後始末と後遺症【1】
結論から言えば、ヘルタ・ヒルシュ子爵令嬢は退学処分となった。
彼女は最後まで自身の罪――すなわちリーゼへの暴行や殺人未遂については一切省みることはなく。
代わりにジークヴァルト・シュトレーメルに関する事柄ばかりを供述していたらしい。
彼はあの平民に騙されている。
彼のような崇高な存在があの平民を気に掛けること自体が看過出来ぬ過ちである。
過ちを正せるのは自分だけ。
だからあの平民は消されて当然の存在。
自分は何も間違ったことはしていない。
いつか彼もわたしの献身に気づいてくれる筈。
当事者として彼女の供述書を読ませて貰ったリーゼはその内容に絶句するほかなかった。
そんなヘルタの身柄は現在、貴族用の幽閉塔にある。この後の裁判次第となるが、フェリクスの見立てではおそらく罪を犯した貴族女性が収監される僻地の修道院で一生涯を送ることになる可能性が高いとのことだった。リーゼとしても二度と彼女とは会いたくないしジークヴァルトの傍にいて欲しくはないので、そうなることを心から祈るばかりである。
――あの合同演習から、既に二週間。
被害者として学院側から手厚い治療と便宜を図って貰ったリーゼは日常へと回帰していた。
幸いにも学院は長期休暇に突入しているため、周囲の好奇に晒されることもない。
(……まぁ、新学期が始まってからの反応がちょっと怖いけど)
そんなリーゼは今日も娼館ブルーリリウムの執務室で事務作業に勤しんでいた。
夏季休暇中はリーゼにとって絶好の稼ぎ時でもある。ブルーリリウムでの仕事はもちろん、昼間は街の食堂でも働いている。そして予定がない日は大抵、魔法の自主訓練を学院にて行なっていた。
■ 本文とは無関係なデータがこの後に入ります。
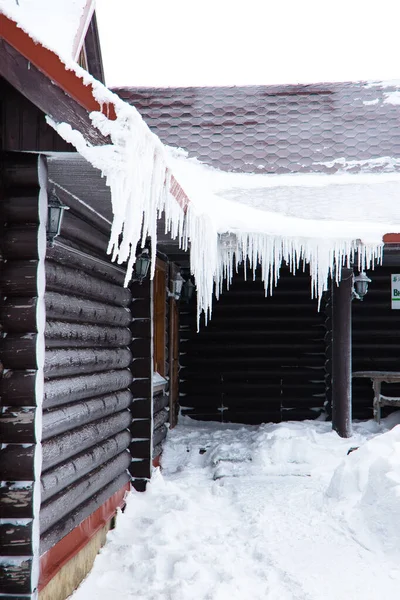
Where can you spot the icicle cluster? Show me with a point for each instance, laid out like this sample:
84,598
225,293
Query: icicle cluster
136,170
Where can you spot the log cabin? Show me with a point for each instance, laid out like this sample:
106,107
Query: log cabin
88,366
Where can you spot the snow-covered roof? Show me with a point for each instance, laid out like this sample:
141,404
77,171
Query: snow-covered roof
57,24
279,129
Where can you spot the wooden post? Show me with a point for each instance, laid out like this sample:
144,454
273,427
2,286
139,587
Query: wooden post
341,354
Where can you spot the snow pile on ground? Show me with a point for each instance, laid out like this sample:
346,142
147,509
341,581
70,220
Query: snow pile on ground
255,513
365,491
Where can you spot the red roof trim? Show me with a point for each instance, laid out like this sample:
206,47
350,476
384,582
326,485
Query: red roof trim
50,64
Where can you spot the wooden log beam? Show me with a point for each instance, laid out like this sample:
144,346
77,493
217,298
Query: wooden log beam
60,278
62,447
58,478
16,501
66,253
18,315
19,210
15,577
60,362
19,278
75,229
81,490
69,308
60,334
16,537
160,418
74,518
16,462
19,351
69,417
17,388
64,391
17,425
20,242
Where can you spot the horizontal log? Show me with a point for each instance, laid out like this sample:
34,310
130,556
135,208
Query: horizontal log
21,209
63,391
141,428
60,334
141,367
160,418
17,388
73,519
60,278
81,209
159,435
54,480
19,278
81,490
60,448
20,242
70,416
15,576
18,351
18,315
80,310
17,425
140,449
16,537
141,388
16,462
140,469
159,402
141,408
67,253
16,501
79,230
60,362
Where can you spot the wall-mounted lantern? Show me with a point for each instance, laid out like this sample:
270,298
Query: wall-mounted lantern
55,211
176,285
142,265
360,282
188,291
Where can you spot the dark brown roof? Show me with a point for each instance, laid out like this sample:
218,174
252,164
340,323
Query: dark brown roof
276,129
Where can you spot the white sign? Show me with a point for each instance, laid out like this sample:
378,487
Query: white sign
395,291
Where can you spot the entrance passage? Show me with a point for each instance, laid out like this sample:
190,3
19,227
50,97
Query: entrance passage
259,359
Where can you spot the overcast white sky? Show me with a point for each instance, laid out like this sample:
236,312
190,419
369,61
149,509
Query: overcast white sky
230,42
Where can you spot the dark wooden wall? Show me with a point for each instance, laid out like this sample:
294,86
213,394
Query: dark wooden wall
23,126
20,382
259,359
87,400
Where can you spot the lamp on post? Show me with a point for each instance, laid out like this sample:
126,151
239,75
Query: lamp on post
188,291
361,282
176,285
55,211
142,265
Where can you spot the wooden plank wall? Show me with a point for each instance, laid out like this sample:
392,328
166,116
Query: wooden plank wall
259,359
86,416
19,221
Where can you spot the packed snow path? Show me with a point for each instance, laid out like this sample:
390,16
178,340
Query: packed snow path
277,512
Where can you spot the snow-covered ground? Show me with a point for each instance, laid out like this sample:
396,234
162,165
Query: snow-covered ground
276,512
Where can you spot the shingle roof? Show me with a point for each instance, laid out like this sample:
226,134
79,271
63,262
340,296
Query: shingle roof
278,129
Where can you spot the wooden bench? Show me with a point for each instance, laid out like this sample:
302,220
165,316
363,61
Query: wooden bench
377,378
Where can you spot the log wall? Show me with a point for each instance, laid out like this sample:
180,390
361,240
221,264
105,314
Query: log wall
21,369
87,396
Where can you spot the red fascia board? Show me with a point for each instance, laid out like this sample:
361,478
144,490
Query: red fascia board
51,65
55,558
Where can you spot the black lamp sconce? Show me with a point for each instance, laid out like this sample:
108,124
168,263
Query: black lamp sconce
142,265
55,211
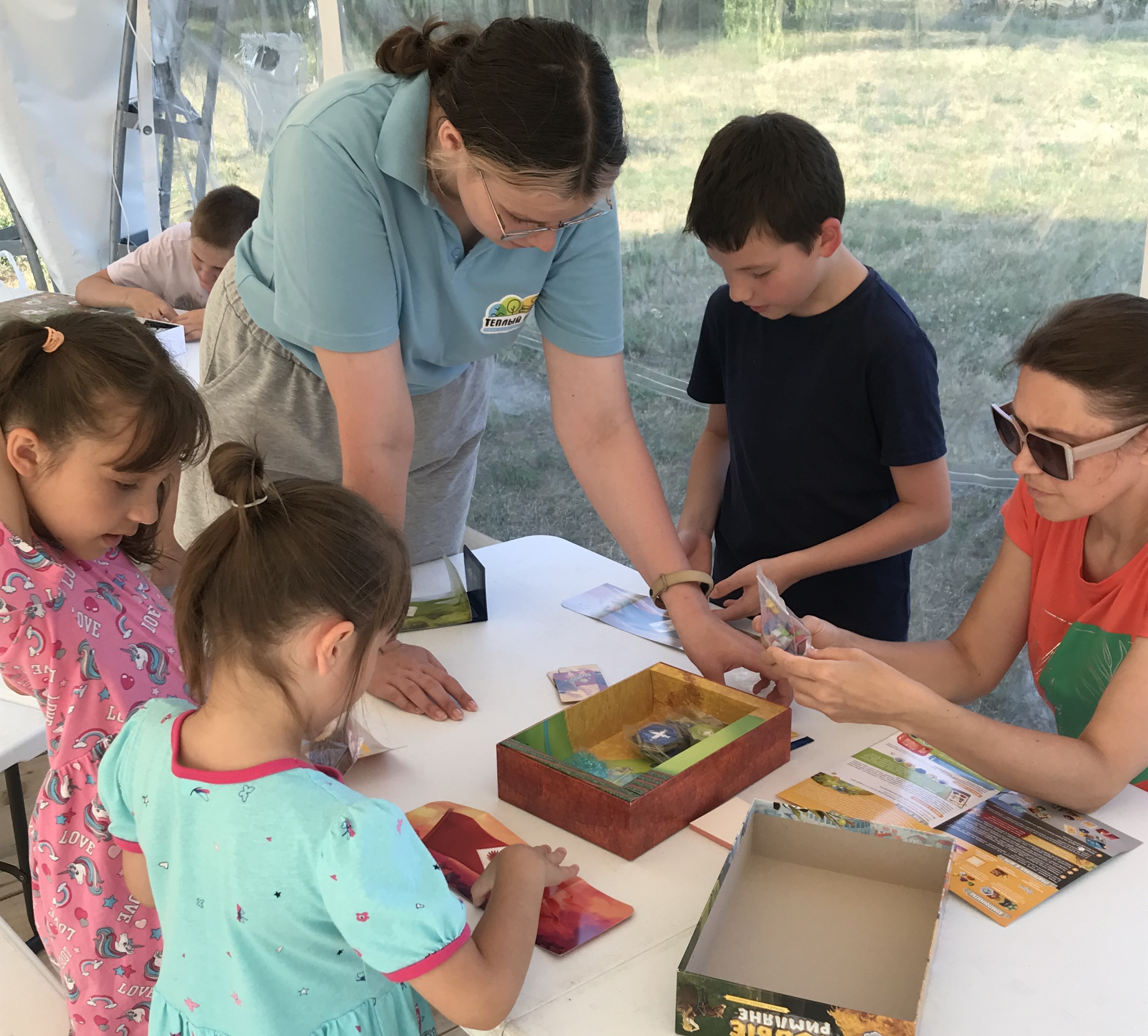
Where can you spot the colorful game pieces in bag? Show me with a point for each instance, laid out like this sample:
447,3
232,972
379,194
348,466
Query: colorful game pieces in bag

ふわぁと欠伸を漏らしながら、リーゼは帳簿相手に手を動かしていく。
正直、忙しくしているうちは何も考えなくていいから気が楽だ。
というのも例の一件以来、暇になるとどうしてもヘルタのことを考えてしまう自分がいる。
彼女が自分の理解の及ばない人種であるということは分かっているつもりだ。それでもあの夜に感じた恐怖や彼女の言動を不意に思い出してしまうのだ。
完全に治ったはずの背中が時折、熱を持ったように疼く。
夜中に一人で居ると恐怖で身体が勝手にガタガタと震えてしまう。
表面的な怪我は治っても、リーゼの精神には重大な後遺症が残っている。
特に顕著なのは不眠症だ。あの日以来、リーゼは夜に一人で眠ることが出来なくなった。
しかしそれは自分で克服するより他ないのだ。母を喪っている以上、他に頼れる人も居ない。
『……ねぇリーゼ、なんか顔色悪いけど大丈夫?』
『あまり眠れてないんじゃない? せっかく学院がお休みなのだから少しは羽を伸ばしなさいな』
このようにガブリエラやブルーリリウムの従業員達から頻繁に心配されるくらいには、リーゼの不眠は重症の一途を辿っている。それでも無理やり娼館の仕事をさせて貰っているのは、なるべく夜に一人になりたくないからだ。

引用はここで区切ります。